1. Modeling the Human Nervous System
-Advancing the technology-
We tackle ongoing challenges in neural organoid models. For instance, one of the challenges is the efficient vascularization of human brain organoids, which is the prerequisite for their long-term maturation and functional refinement. We pursue this through various techniques of stem cell biology and neurobiology.

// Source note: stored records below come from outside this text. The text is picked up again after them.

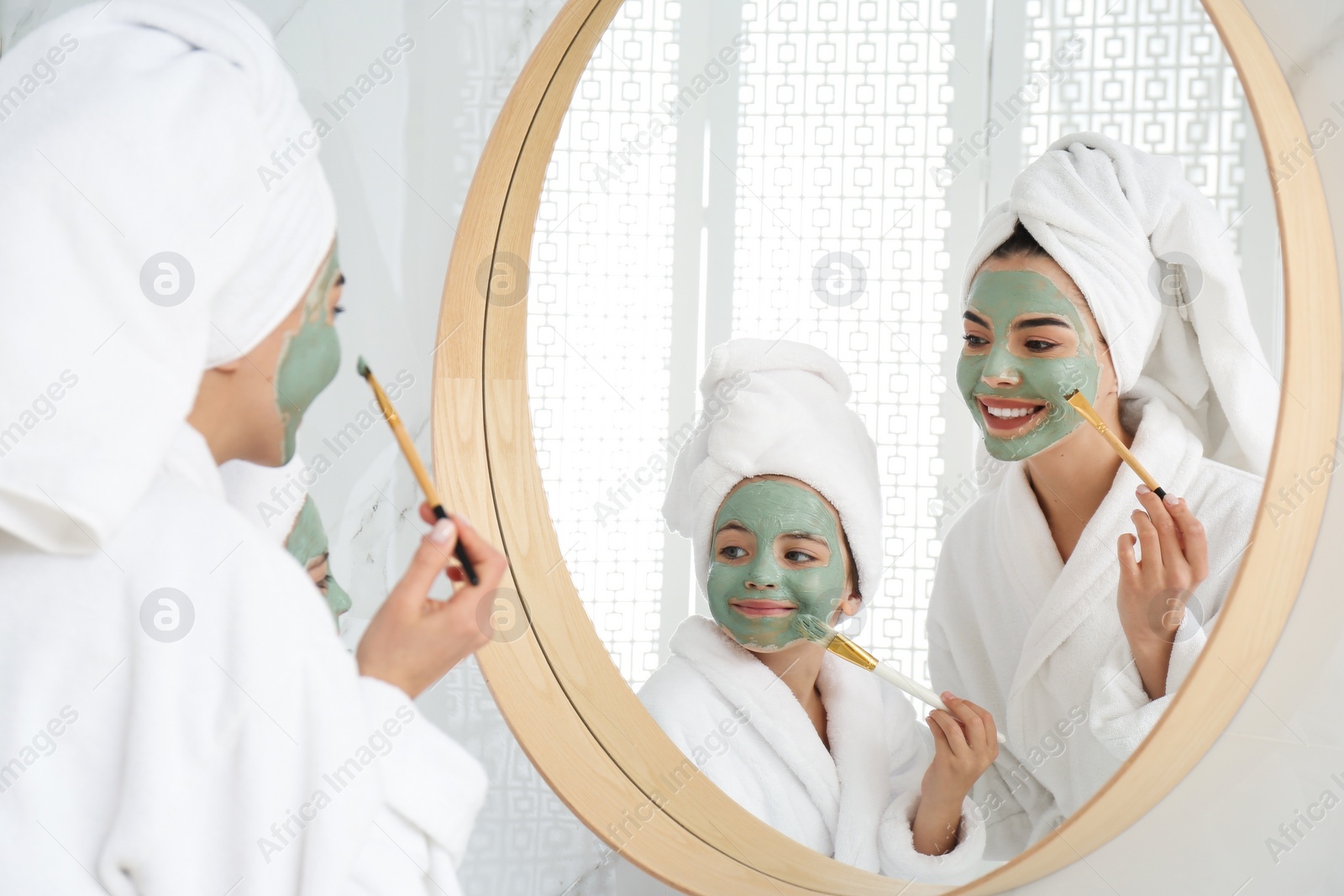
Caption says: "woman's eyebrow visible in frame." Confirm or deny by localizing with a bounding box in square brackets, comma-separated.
[780, 532, 831, 548]
[1010, 317, 1074, 329]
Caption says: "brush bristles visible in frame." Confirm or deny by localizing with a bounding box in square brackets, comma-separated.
[793, 612, 836, 643]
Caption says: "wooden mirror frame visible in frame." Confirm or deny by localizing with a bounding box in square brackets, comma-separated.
[433, 0, 1341, 896]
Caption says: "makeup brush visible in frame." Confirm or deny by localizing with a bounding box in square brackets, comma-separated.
[793, 612, 1004, 743]
[354, 354, 481, 584]
[1064, 390, 1167, 498]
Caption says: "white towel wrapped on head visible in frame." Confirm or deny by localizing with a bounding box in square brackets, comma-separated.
[963, 133, 1278, 475]
[0, 0, 336, 553]
[663, 338, 883, 600]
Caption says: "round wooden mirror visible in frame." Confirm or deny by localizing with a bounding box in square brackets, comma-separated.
[433, 0, 1341, 896]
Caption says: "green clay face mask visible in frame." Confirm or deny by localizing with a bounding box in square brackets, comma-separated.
[276, 244, 340, 464]
[285, 495, 349, 616]
[708, 479, 845, 652]
[957, 270, 1100, 461]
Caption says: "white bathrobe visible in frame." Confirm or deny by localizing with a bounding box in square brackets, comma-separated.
[929, 401, 1270, 858]
[640, 616, 985, 883]
[0, 425, 486, 896]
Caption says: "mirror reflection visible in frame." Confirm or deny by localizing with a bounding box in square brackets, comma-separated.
[528, 0, 1282, 883]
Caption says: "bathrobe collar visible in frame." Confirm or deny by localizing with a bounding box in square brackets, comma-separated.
[164, 422, 224, 500]
[993, 401, 1205, 720]
[669, 616, 891, 867]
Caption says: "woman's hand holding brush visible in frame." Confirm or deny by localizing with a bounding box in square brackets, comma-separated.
[1117, 485, 1208, 700]
[354, 504, 508, 697]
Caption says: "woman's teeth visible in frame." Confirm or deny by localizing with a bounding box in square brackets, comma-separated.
[985, 405, 1040, 421]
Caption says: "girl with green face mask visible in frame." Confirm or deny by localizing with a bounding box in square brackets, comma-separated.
[640, 340, 997, 883]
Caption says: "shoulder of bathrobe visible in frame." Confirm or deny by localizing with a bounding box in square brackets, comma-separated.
[636, 656, 727, 751]
[108, 473, 344, 652]
[1178, 457, 1265, 528]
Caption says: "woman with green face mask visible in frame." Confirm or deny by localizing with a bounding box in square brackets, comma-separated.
[640, 338, 997, 883]
[0, 0, 504, 896]
[929, 134, 1277, 858]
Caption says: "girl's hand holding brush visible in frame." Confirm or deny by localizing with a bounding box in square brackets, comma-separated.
[910, 690, 999, 856]
[1117, 485, 1208, 700]
[354, 504, 508, 697]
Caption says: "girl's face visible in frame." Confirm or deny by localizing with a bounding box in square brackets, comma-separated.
[276, 244, 345, 464]
[223, 242, 345, 466]
[957, 258, 1116, 461]
[708, 477, 858, 652]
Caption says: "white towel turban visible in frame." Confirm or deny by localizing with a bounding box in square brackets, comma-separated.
[663, 338, 883, 599]
[0, 0, 336, 552]
[963, 134, 1278, 475]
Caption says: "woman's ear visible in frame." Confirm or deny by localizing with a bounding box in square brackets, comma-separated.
[840, 587, 863, 616]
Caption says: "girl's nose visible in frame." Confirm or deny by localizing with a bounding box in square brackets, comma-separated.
[979, 345, 1021, 388]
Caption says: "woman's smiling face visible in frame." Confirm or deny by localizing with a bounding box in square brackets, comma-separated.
[707, 477, 852, 652]
[957, 258, 1114, 461]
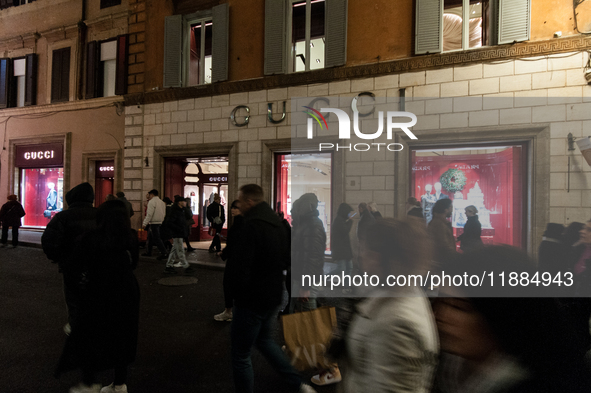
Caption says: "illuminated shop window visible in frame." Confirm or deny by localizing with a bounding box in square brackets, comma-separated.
[20, 168, 64, 227]
[410, 144, 527, 247]
[275, 153, 332, 250]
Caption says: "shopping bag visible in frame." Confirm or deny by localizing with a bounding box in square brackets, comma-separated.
[282, 307, 337, 371]
[137, 229, 148, 243]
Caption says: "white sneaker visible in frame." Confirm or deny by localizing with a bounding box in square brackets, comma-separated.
[101, 384, 127, 393]
[213, 310, 232, 322]
[70, 382, 101, 393]
[311, 367, 342, 386]
[298, 383, 318, 393]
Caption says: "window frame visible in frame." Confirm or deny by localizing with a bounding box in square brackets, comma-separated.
[181, 14, 213, 87]
[285, 0, 327, 74]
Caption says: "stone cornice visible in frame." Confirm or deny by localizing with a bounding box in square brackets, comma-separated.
[125, 35, 591, 106]
[0, 96, 122, 118]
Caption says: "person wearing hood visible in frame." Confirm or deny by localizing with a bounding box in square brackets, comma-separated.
[41, 182, 97, 334]
[290, 193, 326, 312]
[231, 184, 315, 393]
[330, 203, 356, 292]
[164, 195, 193, 274]
[0, 194, 25, 248]
[458, 205, 483, 252]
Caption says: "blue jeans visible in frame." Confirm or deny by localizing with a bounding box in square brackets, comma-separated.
[231, 306, 302, 393]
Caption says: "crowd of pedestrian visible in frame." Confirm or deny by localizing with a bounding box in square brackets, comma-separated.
[0, 183, 591, 393]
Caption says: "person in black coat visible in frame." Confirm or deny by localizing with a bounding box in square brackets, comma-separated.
[213, 200, 244, 322]
[458, 205, 483, 252]
[164, 195, 193, 274]
[0, 194, 25, 248]
[330, 203, 355, 290]
[41, 183, 97, 333]
[290, 193, 326, 312]
[55, 200, 140, 392]
[207, 194, 226, 252]
[231, 184, 311, 392]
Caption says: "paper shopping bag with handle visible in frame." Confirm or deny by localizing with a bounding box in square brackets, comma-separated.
[282, 307, 337, 371]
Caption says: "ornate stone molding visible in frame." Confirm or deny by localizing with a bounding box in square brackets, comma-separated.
[125, 35, 591, 106]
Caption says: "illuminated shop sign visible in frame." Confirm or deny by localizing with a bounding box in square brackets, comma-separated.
[96, 160, 115, 178]
[15, 143, 64, 168]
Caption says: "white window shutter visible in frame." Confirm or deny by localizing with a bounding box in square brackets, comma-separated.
[163, 15, 183, 87]
[211, 3, 230, 82]
[498, 0, 531, 44]
[324, 0, 348, 68]
[265, 0, 286, 75]
[415, 0, 443, 55]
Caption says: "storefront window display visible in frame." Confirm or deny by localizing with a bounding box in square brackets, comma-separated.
[21, 168, 64, 227]
[14, 143, 64, 227]
[275, 153, 332, 250]
[411, 144, 527, 247]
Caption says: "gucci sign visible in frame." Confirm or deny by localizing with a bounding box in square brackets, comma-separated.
[23, 150, 54, 160]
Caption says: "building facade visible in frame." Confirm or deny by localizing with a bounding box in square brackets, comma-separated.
[0, 0, 130, 230]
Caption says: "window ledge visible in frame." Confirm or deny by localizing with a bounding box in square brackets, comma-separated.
[0, 96, 123, 117]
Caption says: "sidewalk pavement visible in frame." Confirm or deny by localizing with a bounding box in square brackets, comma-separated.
[8, 229, 226, 270]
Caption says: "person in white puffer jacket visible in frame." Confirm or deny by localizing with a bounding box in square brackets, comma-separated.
[142, 190, 168, 260]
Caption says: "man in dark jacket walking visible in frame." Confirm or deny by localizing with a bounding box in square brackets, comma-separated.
[290, 193, 326, 312]
[0, 194, 25, 248]
[207, 194, 226, 252]
[41, 183, 97, 331]
[117, 191, 135, 217]
[231, 184, 314, 393]
[164, 195, 193, 274]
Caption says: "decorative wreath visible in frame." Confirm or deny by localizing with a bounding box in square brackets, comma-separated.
[439, 169, 466, 192]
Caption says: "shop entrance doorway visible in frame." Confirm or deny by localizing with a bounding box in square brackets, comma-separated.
[164, 156, 231, 241]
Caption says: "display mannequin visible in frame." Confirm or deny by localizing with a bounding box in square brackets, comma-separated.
[433, 182, 449, 201]
[45, 183, 57, 210]
[421, 184, 437, 224]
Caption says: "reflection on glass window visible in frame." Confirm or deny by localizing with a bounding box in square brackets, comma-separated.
[291, 0, 325, 72]
[443, 0, 490, 51]
[410, 145, 527, 247]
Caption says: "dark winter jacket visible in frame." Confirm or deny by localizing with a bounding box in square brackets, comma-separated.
[41, 183, 97, 274]
[330, 204, 353, 262]
[232, 202, 290, 311]
[291, 209, 326, 288]
[56, 230, 140, 376]
[357, 210, 376, 241]
[163, 203, 187, 239]
[207, 202, 226, 233]
[0, 201, 25, 228]
[117, 197, 135, 217]
[458, 216, 483, 252]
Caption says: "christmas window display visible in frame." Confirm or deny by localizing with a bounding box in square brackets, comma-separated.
[411, 144, 526, 247]
[21, 168, 64, 227]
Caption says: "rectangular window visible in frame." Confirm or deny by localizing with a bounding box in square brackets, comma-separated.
[443, 0, 490, 52]
[188, 19, 213, 86]
[51, 47, 70, 102]
[415, 0, 531, 54]
[410, 144, 527, 247]
[20, 168, 64, 227]
[274, 153, 332, 250]
[13, 59, 27, 107]
[100, 41, 117, 97]
[101, 0, 121, 10]
[290, 0, 325, 72]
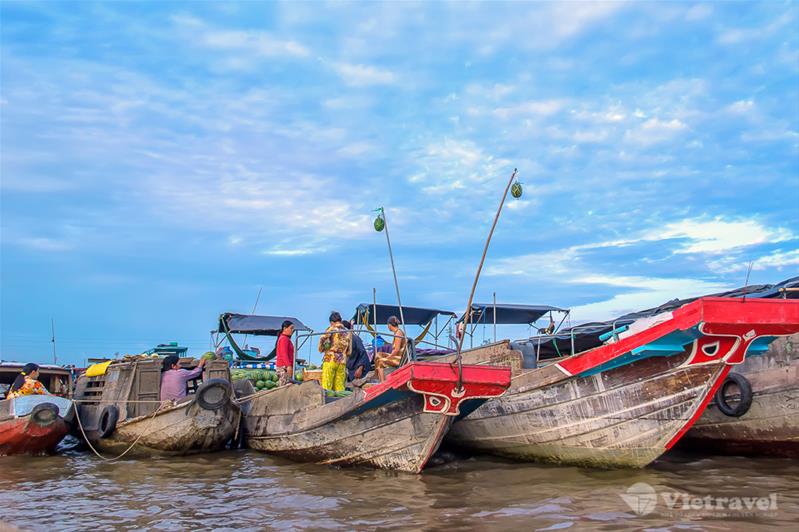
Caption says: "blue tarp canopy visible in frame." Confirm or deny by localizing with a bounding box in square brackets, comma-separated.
[219, 312, 311, 336]
[458, 303, 568, 325]
[352, 303, 455, 325]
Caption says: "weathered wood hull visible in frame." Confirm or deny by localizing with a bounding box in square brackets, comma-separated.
[0, 395, 74, 456]
[245, 394, 452, 473]
[245, 363, 510, 473]
[682, 335, 799, 457]
[449, 297, 799, 467]
[0, 417, 69, 456]
[447, 353, 725, 467]
[89, 401, 241, 456]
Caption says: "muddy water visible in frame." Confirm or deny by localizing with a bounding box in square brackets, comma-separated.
[0, 451, 799, 530]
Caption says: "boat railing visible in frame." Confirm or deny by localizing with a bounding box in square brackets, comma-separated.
[529, 318, 635, 364]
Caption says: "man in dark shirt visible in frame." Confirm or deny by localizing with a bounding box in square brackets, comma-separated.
[342, 321, 372, 381]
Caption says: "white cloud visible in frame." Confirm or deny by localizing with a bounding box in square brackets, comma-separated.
[624, 118, 688, 146]
[569, 275, 732, 321]
[493, 100, 566, 118]
[708, 249, 799, 273]
[331, 63, 398, 87]
[641, 217, 796, 253]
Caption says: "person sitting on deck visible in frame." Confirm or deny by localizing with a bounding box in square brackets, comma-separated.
[161, 355, 205, 401]
[319, 311, 352, 392]
[342, 321, 372, 381]
[275, 320, 294, 386]
[6, 362, 48, 399]
[374, 316, 408, 382]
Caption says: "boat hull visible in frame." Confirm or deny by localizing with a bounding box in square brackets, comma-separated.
[245, 362, 510, 473]
[0, 417, 69, 456]
[447, 353, 726, 467]
[0, 395, 74, 456]
[87, 401, 241, 456]
[681, 335, 799, 458]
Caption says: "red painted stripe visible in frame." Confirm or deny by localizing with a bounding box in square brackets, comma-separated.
[666, 364, 732, 451]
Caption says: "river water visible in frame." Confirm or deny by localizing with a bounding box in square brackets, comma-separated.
[0, 450, 799, 531]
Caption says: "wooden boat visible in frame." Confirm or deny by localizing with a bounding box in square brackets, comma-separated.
[681, 335, 799, 458]
[245, 362, 510, 473]
[448, 298, 799, 467]
[75, 357, 241, 455]
[0, 362, 74, 456]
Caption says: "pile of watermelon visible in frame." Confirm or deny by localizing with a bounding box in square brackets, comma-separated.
[230, 368, 278, 391]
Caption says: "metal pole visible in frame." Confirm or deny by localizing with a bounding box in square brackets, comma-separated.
[494, 292, 497, 343]
[456, 168, 516, 391]
[244, 286, 263, 349]
[50, 317, 58, 366]
[380, 207, 405, 333]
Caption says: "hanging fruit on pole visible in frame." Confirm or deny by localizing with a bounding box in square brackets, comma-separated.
[375, 213, 386, 233]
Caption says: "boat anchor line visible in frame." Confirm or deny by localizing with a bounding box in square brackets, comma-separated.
[72, 399, 164, 462]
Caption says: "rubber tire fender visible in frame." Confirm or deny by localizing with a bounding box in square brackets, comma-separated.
[716, 373, 753, 417]
[97, 405, 119, 438]
[30, 403, 58, 427]
[194, 379, 232, 410]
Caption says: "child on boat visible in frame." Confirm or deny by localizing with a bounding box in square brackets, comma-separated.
[319, 311, 352, 392]
[275, 320, 294, 386]
[161, 355, 205, 401]
[374, 316, 407, 382]
[7, 362, 47, 399]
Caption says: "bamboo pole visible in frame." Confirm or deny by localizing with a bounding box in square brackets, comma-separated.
[456, 168, 516, 392]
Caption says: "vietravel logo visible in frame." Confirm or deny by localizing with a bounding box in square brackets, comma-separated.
[619, 482, 778, 517]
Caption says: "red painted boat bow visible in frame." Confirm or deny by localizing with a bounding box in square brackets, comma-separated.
[365, 362, 511, 416]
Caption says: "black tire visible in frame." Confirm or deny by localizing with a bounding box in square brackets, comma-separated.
[716, 373, 752, 417]
[31, 403, 58, 427]
[194, 379, 231, 410]
[97, 405, 119, 438]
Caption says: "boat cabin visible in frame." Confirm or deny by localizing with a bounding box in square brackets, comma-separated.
[75, 356, 230, 421]
[0, 362, 72, 400]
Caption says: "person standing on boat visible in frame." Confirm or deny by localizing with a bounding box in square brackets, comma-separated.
[275, 320, 294, 386]
[161, 355, 205, 401]
[374, 316, 408, 382]
[342, 321, 372, 381]
[319, 311, 352, 392]
[7, 362, 47, 399]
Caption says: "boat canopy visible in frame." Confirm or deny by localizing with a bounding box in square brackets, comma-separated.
[219, 312, 311, 336]
[529, 277, 799, 359]
[458, 303, 569, 325]
[352, 303, 455, 325]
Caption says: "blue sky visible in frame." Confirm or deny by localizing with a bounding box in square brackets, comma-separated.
[0, 1, 799, 362]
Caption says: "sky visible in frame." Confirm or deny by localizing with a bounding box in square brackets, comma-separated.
[0, 0, 799, 363]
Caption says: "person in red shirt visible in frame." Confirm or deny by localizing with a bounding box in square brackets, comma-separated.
[275, 320, 294, 386]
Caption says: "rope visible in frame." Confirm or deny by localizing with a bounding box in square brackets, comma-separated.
[73, 399, 166, 462]
[72, 399, 163, 404]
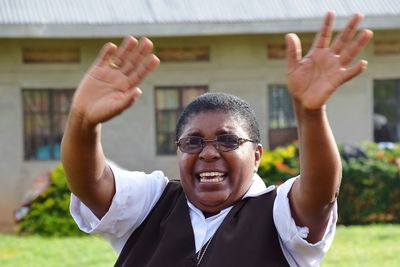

2. Diseases of the Human Nervous System
-Mechanisms and therapy-
We apply neural organoids to understand human neurological diseases. For instance, based on fused brain organoids recapitulating regional interactions within the human brain, we now can track interneuron migration and axonal projection in a dish. With that, new mechanistic insights at the molecular level can be gained to better understand and eventually treat human neurological diseases.
Human stem cell engineering
Culturing and CRISPR/Cas- or TALEN-mediated gene editing in human pluripotent stem cells (i.e., embryonic stem cells and induced pluripotent stem cells).
Stem cell differentiation
Guided 2D differentiation of human pluripotent stem cells towards lineages of interests in a dish.
Region-specific neural organoids
Construction of various human 3D neural organoids with defined regional identity of the nervous system.
Complex neural organoids
Construction of complex human neural organoids recapitulating cross-lineage (e.g., neuro–vascular interactions) and cross-region (e.g., interneuron migration and neural circuit function) interactions inside the human nervous system, through fusing distinct organoids or incorporating distinct lineages.
Structural, multi-omics (e.g., single-cell RNA seq, ATAC-seq, etc.), and functional (e.g., calcium imaging, multi-electrode array) analysis.
New models of human neurodevelopmental or neurodegenerative diseases basing on defined stem cell sources and neural organoid technologies.